Славяне, под которыми Герцен подразумевал не только русских, но и все родственные народы, о которых он имеет хоть какое-то представление, могут – по его представлениям – самостоятельно только дремать: «Одна мощная мысль Запада, к которой примыкает вся длинная история его, в состоянии оплодотворить зародыши, дремлющие в патриархальном быту славян».
Русские, по мысли философствующего барина, вообще ни к чему не способны. То же думают и сейчас «пикейные жилеты» – интеллигенствующие русофобы. Образцы глубокомыслие им дал Герцен:
«Восприимчивый характер славян, их женственность, недостаток самодеятельности и большая способность усвоения и пластицизма делают их по преимуществу народом, нуждающимся в других народах, они не вполне довлеют себе. Оставленные на себя, славяне легко „убаюкиваются своими песнями“, как заметил один византийский летописец, „и дремлют“. Возбужденные другими, они идут до крайних следствий; нет народа, который глубже и полнее усваивал бы себе мысль других народов, оставаясь самим собою. Того упорного непониманья друг друга, которое существует теперь, как за тысячу лет, между народами германскими и романскими, между ими и славянами нет. В этой симпатичной, легко усвояющей, воспринимающей натуре лежит необходимость отдаваться и быть увлекаемым.

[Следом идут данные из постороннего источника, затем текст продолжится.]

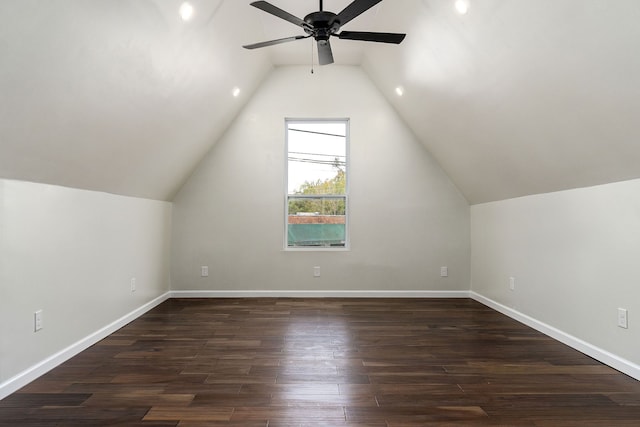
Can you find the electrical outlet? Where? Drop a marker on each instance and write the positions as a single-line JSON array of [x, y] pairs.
[[623, 320], [444, 271], [37, 321]]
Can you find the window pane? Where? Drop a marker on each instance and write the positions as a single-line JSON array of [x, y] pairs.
[[316, 157], [316, 222], [316, 183]]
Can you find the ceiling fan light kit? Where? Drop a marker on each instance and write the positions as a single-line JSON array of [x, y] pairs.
[[321, 25]]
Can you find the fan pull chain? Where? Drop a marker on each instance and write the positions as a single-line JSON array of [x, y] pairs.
[[312, 55]]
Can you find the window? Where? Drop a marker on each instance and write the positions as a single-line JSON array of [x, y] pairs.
[[317, 169]]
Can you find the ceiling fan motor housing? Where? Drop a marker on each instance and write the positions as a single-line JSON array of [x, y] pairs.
[[322, 24]]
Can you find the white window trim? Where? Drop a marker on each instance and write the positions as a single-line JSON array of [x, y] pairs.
[[347, 240]]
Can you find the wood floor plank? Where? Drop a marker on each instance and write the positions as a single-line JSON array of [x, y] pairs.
[[269, 362]]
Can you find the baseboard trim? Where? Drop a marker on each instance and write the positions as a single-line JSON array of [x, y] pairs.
[[319, 294], [623, 365], [25, 377]]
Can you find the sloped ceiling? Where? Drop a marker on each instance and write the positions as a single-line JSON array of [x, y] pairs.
[[516, 97]]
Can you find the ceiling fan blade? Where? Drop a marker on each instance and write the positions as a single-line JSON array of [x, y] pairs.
[[273, 42], [354, 9], [276, 11], [325, 56], [395, 38]]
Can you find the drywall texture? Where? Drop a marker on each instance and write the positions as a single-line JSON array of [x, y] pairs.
[[72, 253], [406, 217], [574, 256]]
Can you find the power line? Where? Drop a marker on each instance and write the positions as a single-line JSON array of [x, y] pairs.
[[317, 133]]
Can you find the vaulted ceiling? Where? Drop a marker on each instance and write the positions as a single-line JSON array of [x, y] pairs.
[[515, 97]]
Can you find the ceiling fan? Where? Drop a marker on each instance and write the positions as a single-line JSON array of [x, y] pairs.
[[322, 25]]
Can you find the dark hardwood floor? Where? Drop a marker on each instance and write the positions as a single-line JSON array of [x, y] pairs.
[[327, 362]]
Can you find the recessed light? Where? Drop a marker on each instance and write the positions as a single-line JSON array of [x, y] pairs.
[[462, 6], [186, 11]]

Чтобы сложиться в княжество, России были нужны варяги.
Чтобы сделаться государством – монголы.
Европеизм развил из царства московского колоссальную империю петербургскую».

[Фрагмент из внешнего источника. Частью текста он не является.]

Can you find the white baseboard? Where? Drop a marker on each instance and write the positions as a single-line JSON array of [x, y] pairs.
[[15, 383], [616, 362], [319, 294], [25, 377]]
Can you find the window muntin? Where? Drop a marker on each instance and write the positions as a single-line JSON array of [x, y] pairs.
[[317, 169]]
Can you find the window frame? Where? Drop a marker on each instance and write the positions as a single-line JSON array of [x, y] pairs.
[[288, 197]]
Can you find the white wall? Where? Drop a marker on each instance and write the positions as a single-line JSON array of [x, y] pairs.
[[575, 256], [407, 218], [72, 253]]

«Но при всей своей восприимчивости не оказали ли славяне везде полнейшую неспособность к развитию современного европейского, государственного чина, постоянно впадая или в отчаяннейший деспотизм, или в безвыходное неустройство?»
На эти взгляды Салтыков-Щедрин написал карикатуру – свою «Историю одного города».

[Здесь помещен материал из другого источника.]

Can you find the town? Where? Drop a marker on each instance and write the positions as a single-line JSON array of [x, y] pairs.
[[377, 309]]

Разумеется, Герцен готов был признать некий исторический динамизм только там, где он надеялся найти революционное движение и восстание масс против традиционных порядков, выстаивавшихся в Европе веками. Но покатавшись по Европе и насмотревшись на мещанскую революцию во Франции, наговорившись с революционерами, Герцев оставил в своих записках самые уничижительные характеристики всем европейским народам, которые он мог наблюдать лично. Успокоился он только в Лондоне. Успокоился на русофобии – отчаянной ненависти к России, которую он разделял с поляками и прочими эмигрантскими кругами, чьи отвратительные повадки Герцен также живописал в своих мемуарах.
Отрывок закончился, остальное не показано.